Potent antileishmanial and synergic effects of phellandrene through its immunomodulation, modulating oxidant/antioxidant, and apoptotic induction.

The primary pharmaceutical treatments for the cutaneous leishmaniasis (CL) are linked to a range of negative complications. The development of innovative pharmacological agents aimed at enhancing cellular immune responses could denote a promising therapeutic approach for CL therapy. Here, the present study investigated the impact of phellandrene (PR), a cyclic monoterpene found in various plant species, on Leishmania tropica, focusing on its antileishmanial properties, immunomodulatory effects, antioxidant activity, and capacity to induce apoptosis. The antileishmaial and synergistic properties effects of PR alone and in conjunction with glucantime (GCT) on L. tropica promastigote and amastigote forms were investigated. As well, the influence of PR on the immunomodulatory-associated genes, antioxidant-associated genes, plasma membrane integrity, ROS generation, apoptosis induction, and nitric oxide (NO) production was assessed. We found that PR principally in conjunction with GCT notably reduced by the number of promastigote and amastigote forms within macrophages a dose-dependent reduction (p%lt;0.001).
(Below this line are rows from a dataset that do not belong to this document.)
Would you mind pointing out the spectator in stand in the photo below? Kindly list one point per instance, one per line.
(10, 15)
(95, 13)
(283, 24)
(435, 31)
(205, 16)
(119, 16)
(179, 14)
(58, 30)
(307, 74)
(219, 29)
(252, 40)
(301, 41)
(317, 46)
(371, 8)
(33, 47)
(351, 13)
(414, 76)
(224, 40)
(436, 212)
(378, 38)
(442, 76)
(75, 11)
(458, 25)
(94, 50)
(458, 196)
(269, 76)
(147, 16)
We found a significant upregulation in the expression of the iNOS, interferon gamma (IFN-g), and tumor necrosis factor (TNF-a) genes in infected macrophages subsequent to treatment with RP, particularly in conjunction with GCT. Conversely, there was a notable downregulation in the expression of interleukin 10 (IL-10), superoxide dismutase (SOD), and catalase (CAT) genes; whereas, results in a substantial rise in NO release in macrophage cells (p<0.001). PR, GCT, PR+GCT resulted in a dose-dependent enhancement of caspase-3 activity, increase in plasma membrane integrity, and reactive oxygen species (ROS) production (p<0.001). The findings indicate that the PR mainly along with GCT has a substantial effect on the inhibition and elimination of Leishmania parasites in controlled laboratory environments. Although certain cellular mechanisms of action have been recognized, including immune modulation cellular immunity response, the induction of apoptosis, ROS and NO production, reducing the antioxidant activity, and affecting membrane integrity in response to Leishmania, additional research is required to interpret its effectiveness in both animal models and human participants.